Introduction to natural language processing 3003-C3N-JK1
The aim of the course will be to give participants a practical introduction to natural language processing, computational linguistics and programming, in particular - processing text corpora using natural language processing techniques available in the Python programming language.
Participants are not required to have prior knowledge of programming languages and programming skills, but are expected to have the motivation and commitment needed to acquire programming skills in natural language processing.
Topics defining the scope of the course:
1. Basics of programming in Python: variable types, data structures, conditions and loops, functions and classes, working with files and using packages.
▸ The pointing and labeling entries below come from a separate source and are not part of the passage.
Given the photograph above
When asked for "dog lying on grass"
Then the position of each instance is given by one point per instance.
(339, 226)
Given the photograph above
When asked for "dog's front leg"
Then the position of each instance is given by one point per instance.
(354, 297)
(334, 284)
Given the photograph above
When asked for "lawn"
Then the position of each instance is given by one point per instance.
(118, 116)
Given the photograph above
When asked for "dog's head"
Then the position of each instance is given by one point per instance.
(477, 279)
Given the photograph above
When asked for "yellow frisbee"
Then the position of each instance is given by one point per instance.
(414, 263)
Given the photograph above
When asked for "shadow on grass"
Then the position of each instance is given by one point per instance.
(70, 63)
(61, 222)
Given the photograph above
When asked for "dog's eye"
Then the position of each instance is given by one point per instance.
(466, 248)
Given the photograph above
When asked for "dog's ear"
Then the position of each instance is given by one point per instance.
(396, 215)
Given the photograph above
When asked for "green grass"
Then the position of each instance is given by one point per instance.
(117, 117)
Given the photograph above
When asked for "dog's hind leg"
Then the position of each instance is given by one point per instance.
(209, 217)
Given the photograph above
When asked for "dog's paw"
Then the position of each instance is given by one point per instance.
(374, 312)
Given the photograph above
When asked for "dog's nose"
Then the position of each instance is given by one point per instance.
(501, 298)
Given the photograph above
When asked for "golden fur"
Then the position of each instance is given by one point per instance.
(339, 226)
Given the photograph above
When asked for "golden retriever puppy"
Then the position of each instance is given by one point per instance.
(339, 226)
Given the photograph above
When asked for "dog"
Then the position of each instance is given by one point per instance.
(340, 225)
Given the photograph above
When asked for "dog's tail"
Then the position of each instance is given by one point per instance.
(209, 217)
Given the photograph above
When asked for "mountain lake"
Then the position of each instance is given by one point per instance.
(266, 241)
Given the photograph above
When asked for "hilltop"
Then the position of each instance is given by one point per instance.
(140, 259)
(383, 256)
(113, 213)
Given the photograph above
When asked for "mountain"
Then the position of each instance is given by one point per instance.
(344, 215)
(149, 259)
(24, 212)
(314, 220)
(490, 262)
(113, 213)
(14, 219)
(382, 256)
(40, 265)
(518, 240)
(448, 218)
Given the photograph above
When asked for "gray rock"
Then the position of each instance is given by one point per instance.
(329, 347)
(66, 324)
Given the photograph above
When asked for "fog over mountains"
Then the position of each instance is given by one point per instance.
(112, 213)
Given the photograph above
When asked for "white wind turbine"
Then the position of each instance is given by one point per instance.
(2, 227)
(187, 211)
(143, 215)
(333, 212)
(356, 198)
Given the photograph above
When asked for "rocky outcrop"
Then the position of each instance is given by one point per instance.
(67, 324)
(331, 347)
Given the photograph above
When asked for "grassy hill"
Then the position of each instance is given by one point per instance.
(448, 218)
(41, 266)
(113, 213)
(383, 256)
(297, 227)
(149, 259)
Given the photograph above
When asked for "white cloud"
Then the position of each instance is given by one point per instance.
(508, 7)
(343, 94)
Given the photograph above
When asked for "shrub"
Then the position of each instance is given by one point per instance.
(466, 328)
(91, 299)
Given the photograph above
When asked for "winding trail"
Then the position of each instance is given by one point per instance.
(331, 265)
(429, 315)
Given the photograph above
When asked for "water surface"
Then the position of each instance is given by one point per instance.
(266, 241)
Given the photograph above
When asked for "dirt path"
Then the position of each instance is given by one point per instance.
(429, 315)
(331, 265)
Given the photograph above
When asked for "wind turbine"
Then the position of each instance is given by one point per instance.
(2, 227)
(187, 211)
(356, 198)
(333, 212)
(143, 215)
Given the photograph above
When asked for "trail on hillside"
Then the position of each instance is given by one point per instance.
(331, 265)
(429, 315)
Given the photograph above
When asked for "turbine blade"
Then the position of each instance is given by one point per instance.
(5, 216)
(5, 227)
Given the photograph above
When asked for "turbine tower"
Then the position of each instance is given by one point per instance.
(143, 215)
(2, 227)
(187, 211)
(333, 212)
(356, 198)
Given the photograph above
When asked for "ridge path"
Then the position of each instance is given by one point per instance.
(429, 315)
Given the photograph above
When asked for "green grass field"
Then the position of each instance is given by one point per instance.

2. Application of Python for text data collection and processing (scraping, API querying, OCR and audio transcription).
3. SpaCy and different levels of linguistic annotation: morpho-syntactic analysis and tagging, dependency parsing.
4. Vector semantics and language models.
5. Models for sequence classification and token classification in spaCy.
6. Search through text using spaCy: rule-based and layer-based annotation search, semantic search.
7. Stylometric analysis of texts using StyloMetrix, pandas and scikit learn.
8. Topic modelling using BERTopic.
9. Visualisation of corpus processing results.
Type of course
Mode
Prerequisites (description)
Course coordinators
Learning outcomes
Student
- is familiar with the tools for text data processing and analysis available in the Python language
- knows the basics of programming in Python and Python packages for text data processing and analysis
- knows the most important concepts and techniques of natural language processing
- is able to analyse a text data corpus with the use of Python language packages
- is able to formulate a hypothesis concerning a text corpus and verify it using natural language processing techniques
- is able to visualise the results of a text corpus analysis
- is able to critically evaluate information on artificial intelligence systems based on text data
- is able to understand the importance of natural language processing in solving both theoretical and practical problems and to apply the methods of this field to achieve their own research goals
Assessment criteria
Attendance in class (two absences allowed).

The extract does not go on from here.